Vaccination passports create the opportunity to use vaccinations (or serial testing) to protect high-risk environments, such as restaurants, bars, and gyms, even in times of high health-care pressures. In countries such as France, passports for fully vaccinated individuals — or proof of recent negative tests — have been used not only to protect these environments, but also to increase vaccine uptake among individuals who want to enjoy these settings.
Such mandates and passports, however, have their limits, and we have to be conscious of secondary harms. While evidence suggests that the vaccination of 12- to 17-year-olds is effective in limiting transmission and morbidity, linking that to the ability to attend school, particularly after two years of disrupted education, may lead to downstream consequences. For many teenagers, parents are a primary source of influence and access to vaccination. Should we keep unvaccinated teenagers out of school — during some of the most formative years of career trajectory and growth — because their parents have counselled them to forgo the shot?
In Ontario, there are lower vaccine rates in 12- to 15-year-olds in refugee communities as compared to their peers, and the effects of school exclusion in this population must be taken into account. Using school as a forum for vaccine education, encouragement, and administration may be a more effective strategy than mandates.
We must also encourage vaccination among those COVID-19 has affected the most: essential workers, racialized communities, multigenerational households, and those facing poverty, not those going to bars, restaurants, and gyms. An effective vaccine response in Ontario requires strategies to reach these communities. In this province, vaccination rates in those 70 and older in the most COVID-19-affected neighbourhoods remain 10 per cent lower than in the least affected neighbourhoods. Refugees, immigrants, and recent OHIP registrants still have lower rates of immunization than the general population.
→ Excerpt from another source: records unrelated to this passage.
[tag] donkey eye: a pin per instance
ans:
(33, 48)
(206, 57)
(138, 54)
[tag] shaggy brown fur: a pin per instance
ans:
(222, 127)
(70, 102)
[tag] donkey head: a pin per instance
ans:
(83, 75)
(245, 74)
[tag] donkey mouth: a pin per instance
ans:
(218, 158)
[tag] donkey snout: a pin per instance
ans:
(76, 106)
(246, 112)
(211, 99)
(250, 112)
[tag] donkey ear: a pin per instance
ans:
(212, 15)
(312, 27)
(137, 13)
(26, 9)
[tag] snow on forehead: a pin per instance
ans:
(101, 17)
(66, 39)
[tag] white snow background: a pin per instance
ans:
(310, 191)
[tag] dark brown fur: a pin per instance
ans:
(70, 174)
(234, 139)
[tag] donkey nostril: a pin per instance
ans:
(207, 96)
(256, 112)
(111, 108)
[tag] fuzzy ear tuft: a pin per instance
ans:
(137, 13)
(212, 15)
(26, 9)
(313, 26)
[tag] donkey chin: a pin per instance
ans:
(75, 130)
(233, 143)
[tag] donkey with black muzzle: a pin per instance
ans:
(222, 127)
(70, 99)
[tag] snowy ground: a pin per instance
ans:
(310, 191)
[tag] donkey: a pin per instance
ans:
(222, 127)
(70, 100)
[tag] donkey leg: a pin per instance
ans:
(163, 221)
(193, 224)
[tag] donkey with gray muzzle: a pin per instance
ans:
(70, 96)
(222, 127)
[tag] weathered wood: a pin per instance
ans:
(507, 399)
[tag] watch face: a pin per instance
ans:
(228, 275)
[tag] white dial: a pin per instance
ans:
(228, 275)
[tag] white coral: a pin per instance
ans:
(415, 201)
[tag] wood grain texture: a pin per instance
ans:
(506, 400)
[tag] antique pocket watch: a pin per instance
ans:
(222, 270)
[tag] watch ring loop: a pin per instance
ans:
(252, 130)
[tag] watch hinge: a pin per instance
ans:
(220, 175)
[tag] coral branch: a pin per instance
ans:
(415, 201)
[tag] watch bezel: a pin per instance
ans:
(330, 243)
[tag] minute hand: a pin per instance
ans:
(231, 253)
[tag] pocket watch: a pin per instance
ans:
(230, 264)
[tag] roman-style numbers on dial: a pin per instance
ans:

Messaging for this population should involve honest counselling about the concerns that remain, ones related to such issues as safety, fertility, and side effects. Outreach from primary care, cultural ambassadors, religious communities, educators, and people of trust is still important and should be funded and supported locally. Improving access to meet the demands of the unvaccinated population — through primary-care providers and walk-in, workplace, and overnight vaccination clinics — may help people get their dose. And it’s incredibly important to allow for work absences, transport, and child care in order to deal with the practicalities of immunization.
It’s also vital to acknowledge that individuals still have vaccine questions and concerns; instead of lumping them together as anti-vaxxers and “COVIDIOTS,” we must support honest and transparent conversations among those willing to listen. Much of the messaging on social media has involved shaming those who chose to be unvaccinated and then acquired the disease. As a clinician who has worked extensively in sexual health and HIV, I know that this approach does nothing more than continue to stigmatize an already ostracized population — and worsen their ability to access care. This should not be an us-versus-them situation but a partnership, one that allows us to reach as many individuals as possible and respects the ethical principles of those who opt against vaccination.
The gains that have been made in Canada are profound, and we truly are heading into a new era of the pandemic in which our ability to interact with others and society seems more stable. We should celebrate where we are as a nation, but if we’re going to have a sustainable post-pandemic strategy, we need to understand the needs and priorities of that remaining 20 per cent — and, through partnership, get more shots in arms.